Billing Engine on AWS Serverless

Billing Engine on AWS Serverless

At Comtravo, we utilize AWS serverless infrastructure for many of our business cases. Lambda functions and Step functions, in particular, enable us to design and implement solutions for various complex business workflows. They also allow us to flexibly extend those solutions in the future. One example is our Billing Engine. In this post, I’ll discuss how we built a scalable and extensible billing engine that avoids service level throttling even at times of high load.

What is a Billing Engine?

At Comtravo, we charge our customers per booking. For those charges, we need to provide invoices and financial reports. Our customers can choose their payment method and billing aggregation option. For example, the Collective Invoice payment method indicates that a customer wants to collect multiple charges into one invoice. Billing aggregations indicate intervals of charges to collect. For example, monthly and semi-monthly indicate that a customer wants to collect charges into a monthly invoice or bi-weekly invoice respectively. We call the solution that organizes these workflows the Billing Engine. I want to highlight that the Billing Engine is much more than an invoice issuer, it also generates reports and handles sending those reports to our customers.

Solution

The Billing Engine itself runs purely on Serverless infrastucture on AWS and consumes our internal APIs. It is triggered by AWS cloudwatch, which provides specific input for each business case.

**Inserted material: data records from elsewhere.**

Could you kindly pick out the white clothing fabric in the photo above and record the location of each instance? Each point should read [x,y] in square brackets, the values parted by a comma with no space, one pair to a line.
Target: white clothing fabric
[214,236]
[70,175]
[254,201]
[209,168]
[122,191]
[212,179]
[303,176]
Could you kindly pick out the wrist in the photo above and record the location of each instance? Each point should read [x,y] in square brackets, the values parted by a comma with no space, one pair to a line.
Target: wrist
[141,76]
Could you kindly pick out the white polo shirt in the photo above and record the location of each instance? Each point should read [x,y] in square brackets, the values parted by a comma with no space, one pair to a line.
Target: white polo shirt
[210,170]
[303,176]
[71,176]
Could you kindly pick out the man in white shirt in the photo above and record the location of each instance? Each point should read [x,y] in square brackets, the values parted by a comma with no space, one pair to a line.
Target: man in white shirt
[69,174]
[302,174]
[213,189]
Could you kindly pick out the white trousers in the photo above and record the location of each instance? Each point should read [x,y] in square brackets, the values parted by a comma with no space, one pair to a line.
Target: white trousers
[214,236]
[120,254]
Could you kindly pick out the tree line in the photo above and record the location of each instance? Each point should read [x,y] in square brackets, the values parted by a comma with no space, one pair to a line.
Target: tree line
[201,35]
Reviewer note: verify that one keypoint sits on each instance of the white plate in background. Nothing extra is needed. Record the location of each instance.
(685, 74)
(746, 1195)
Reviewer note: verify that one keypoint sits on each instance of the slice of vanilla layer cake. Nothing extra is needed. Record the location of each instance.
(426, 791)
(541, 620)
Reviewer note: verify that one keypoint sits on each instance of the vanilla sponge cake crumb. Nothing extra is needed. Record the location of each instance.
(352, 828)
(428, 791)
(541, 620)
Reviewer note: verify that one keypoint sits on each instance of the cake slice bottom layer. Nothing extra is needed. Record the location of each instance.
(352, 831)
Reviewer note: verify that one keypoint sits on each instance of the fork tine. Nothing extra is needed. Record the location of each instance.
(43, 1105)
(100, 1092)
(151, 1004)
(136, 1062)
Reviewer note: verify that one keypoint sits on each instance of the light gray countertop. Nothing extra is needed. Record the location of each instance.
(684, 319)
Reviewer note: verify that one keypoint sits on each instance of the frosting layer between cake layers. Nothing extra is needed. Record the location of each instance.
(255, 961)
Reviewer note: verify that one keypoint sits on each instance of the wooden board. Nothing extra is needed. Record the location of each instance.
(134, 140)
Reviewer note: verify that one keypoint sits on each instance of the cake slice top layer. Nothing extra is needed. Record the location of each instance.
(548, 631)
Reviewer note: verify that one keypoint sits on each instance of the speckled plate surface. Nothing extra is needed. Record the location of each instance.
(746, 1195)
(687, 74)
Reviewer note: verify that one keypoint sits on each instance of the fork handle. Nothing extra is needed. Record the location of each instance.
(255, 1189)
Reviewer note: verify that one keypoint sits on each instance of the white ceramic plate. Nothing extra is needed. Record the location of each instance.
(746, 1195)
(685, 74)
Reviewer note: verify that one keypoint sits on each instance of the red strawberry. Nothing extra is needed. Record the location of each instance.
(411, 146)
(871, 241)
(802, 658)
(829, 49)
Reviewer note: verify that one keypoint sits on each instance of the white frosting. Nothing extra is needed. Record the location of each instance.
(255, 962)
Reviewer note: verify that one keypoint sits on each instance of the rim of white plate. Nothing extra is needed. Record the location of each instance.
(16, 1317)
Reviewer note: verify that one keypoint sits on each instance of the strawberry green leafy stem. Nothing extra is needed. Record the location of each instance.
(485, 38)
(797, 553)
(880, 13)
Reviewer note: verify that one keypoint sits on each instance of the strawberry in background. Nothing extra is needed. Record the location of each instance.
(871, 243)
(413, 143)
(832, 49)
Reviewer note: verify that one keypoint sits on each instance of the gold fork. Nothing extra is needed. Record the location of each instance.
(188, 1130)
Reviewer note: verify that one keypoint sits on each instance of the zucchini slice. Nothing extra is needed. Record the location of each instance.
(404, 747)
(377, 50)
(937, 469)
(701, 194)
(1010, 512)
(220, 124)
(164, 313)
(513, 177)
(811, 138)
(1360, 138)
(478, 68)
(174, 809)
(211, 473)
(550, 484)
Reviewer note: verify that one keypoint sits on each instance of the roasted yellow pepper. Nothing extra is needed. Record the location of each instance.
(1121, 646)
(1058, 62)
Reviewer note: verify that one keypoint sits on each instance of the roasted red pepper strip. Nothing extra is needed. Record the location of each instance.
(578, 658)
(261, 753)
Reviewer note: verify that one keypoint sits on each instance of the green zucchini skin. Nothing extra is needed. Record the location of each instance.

Cloudwatch triggers Lambda function

We’ve configured cloudwatch events with Terraform. It’s rather simple to do, for instance like the following:

 resource "aws_cloudwatch_event_target" "ci_monthly" {
  rule = "${aws_cloudwatch_event_rule.ci_monthly.name}"
  arn  = "${module.lambda-finance-report-preprocessor.lambda_arn}"

  input = <<INPUT
{
    "billing_aggregation": "monthly",
    "period_of_execution":  "beginning-of-the-month"
}
INPUT
}

The first Lambda function that is triggered is the pre-processor. Based on the cloudwatch input, the pre-processor loads bookings that happened during a specified period of time. The pre-processor then figures out which companies have reports due. The number of booking events varies; in practice, there are often more than 20K events for each run of the lambda function. Each of these events is processed by a Step function that itself consists of multiple Lambda functions. Together, they generate invoices and reports and handle sending those to our customers via the Simple Email Service.

The Challenge of Throttling

In order to maintain a high level of quality of service, cloud providers can throttle services during peak times. This allows the cloud provider to ensure their overall system is stable. The resource throttling can be limited to individual instances of an application or be more general and throttle entire services. The potential throttling has a major impact on how application developers need to design services.

In our use case, if we started processing events for all companies at once, for instance, by starting as many Step functions as we have events, the lambda and step functions would get rate limited. There are several approaches to resolve this issue. For example, the exponential backoff algorithm uses progressively longer waits between retries for consecutive rate limit responses. Exponential backoff, however, can perform quite poorly in practice when a lot of clients issue long-running requests at the same time. The cloud provider can become overloaded simply from having to reject a large number of requests. A better approach would be to implement client-side throttling, which allows the application developer to account for application-specific behaviors. Google recommends client-side throttling to prevent overloading server backends with just rejecting requests.

In order to solve the throttling issue, we implemented Queue-Based Load Leveling. Queue and Lambda function control the rate

Instead of directly triggering an AWS Step function, the pre-processor Lambda feeds a work queue based on SQS. SQS provides nearly unlimited throughput and scales dynamically based on the demand of the application. On the other side of the queue, a Gatekeeper Lambda function actively controls the number of parallel Step Functions. Below is a code snippet of how to check the number of running Step functions in TypeScript.

First, we fetch the currently running Step functions and check whether there is enough capacity to trigger a new Step function. If there is available capacity, we fetch events with pre-defined limits from the work queue and run new Step functions. Below is a rough implementation in TypeScript.


const stepFunctions = new AWS.StepFunctions();

const params = {
  maxResults: 100,
  stateMachineArn: this.stateMachineArn,
  statusFilter: 'RUNNING'
};

const data: AWS.StepFunctions.ListExecutionsOutput = await stepFunctions
  .listExecutions(params)
  .promise();

const numberOfExecutions: number = data.executions.length;

const numberOfStepFunctions = MAX_PARALLEL_STEP_FUNCTIONS - numberOfExecutions;
const tasksToBeExecuted = [];
for (let i = 0; i < numberOfStepFunctions; ++i) {
  tasksToBeExecuted.push(this.processMessage()); // processMessage method fetches message from queue and triggers Step Function
}

await Promise.all(tasksToBeExecuted);

Summary

Decoupling event triggers from the Step function that handles the event makes our approach both scalable and extensible. If there is a new type of payment method or billing aggregation, all we need to do is add a new Cloudwatch trigger and slightly adjust the pre-processor Lambda function. The approach is also scalable and allows us to handle peak times easily. A sudden increase in the number of billing events does not cause a service disruption due to infrastructure limitations.